-->

Por Sergio Tamer

Há que se questionar sobre as razões para a manutenção de elevados índices de violência contra as mulheres, em que pese a existência de uma legislação avançada e tão justamente enaltecida como a “Lei María da Penha” e de outros mecanismos legais de enfrentamento como a Convenção de Belém do Pará, em vigor desde 27 de dezembro de 1995; e a Convenção sobre a Eliminação de Todas as Formas de Discriminação contra a Mulher, que foi sancionada desde 2 de março de 1984. Por sua vez, em 9 de março de 2015a Lei nº 13.104, incluiu a qualificadora de feminicídio no código penal brasileiro.

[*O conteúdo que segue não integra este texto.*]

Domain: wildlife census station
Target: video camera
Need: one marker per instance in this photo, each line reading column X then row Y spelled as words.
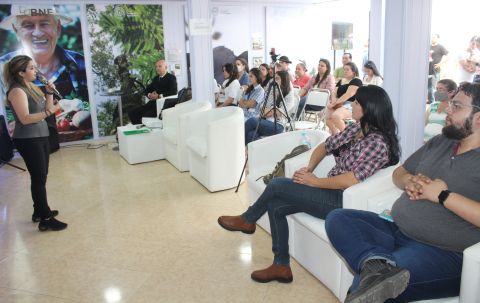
column 273, row 55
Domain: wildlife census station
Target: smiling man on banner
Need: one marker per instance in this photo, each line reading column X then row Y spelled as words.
column 38, row 27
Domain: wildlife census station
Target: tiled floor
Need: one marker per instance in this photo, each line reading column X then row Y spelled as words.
column 137, row 233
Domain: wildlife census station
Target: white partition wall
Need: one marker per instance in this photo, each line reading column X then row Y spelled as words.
column 200, row 42
column 407, row 43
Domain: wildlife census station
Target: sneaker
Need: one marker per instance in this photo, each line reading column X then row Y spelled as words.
column 36, row 218
column 51, row 223
column 379, row 281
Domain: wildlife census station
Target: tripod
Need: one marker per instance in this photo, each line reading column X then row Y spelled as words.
column 272, row 87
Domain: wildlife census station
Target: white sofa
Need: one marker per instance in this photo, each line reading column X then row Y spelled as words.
column 216, row 147
column 308, row 241
column 175, row 131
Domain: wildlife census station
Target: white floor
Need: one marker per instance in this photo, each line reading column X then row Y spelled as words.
column 137, row 233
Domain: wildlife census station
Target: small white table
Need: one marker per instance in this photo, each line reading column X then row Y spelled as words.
column 141, row 147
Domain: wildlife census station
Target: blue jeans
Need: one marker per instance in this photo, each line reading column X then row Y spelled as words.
column 360, row 235
column 265, row 128
column 283, row 197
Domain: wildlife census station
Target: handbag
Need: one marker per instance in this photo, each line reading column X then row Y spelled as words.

E não só: a Lei nº 10.778 de 24 de novembro de 2003, estabeleceu a notificação compulsória em caso de violência contra a mulher verificada em serviços de saúde.

Mas a despeito desse forte aparato legislativo, os dados da Organização Mundial de Saúde apontam para uma outra realidade: o Brasil situa-se na posição número (5) em homicídios contra as mulheres em uma lista de (83) países, estando à sua frente países como El Salvador, Colômbia, Guatemala y Rússia.  E no Maranhão, dia após dia, sucedem-se os registros policiais de feminicídio.

Levantamento realizado pelo Fórum Brasileiro de Segurança Pública (FBSP) indicaque ao menos 10.655 mulheres foram vítimas de feminicídio no Brasil, entre os anos de 2015 e 2023. Segundo o relatório, o número de feminicídios no país cresceu 1,4% entre 2022 e 2023 e atingiu a marca de 1.463 vítimas no ano passado, indicando que mais de quatro mulheres foram vitimadas a cada dia. As pesquisadoras apontam que esse é o maior número da série histórica iniciada pelo FBSP em 2015, quando entrou em vigor a Lei 3.104/15. A legislação vigente qualifica o feminicídio como um crime que decorre de violência doméstica e familiar em razão da condição de sexo feminino, em razão de menosprezo à condição feminina, e em razão de discriminação à condição feminina.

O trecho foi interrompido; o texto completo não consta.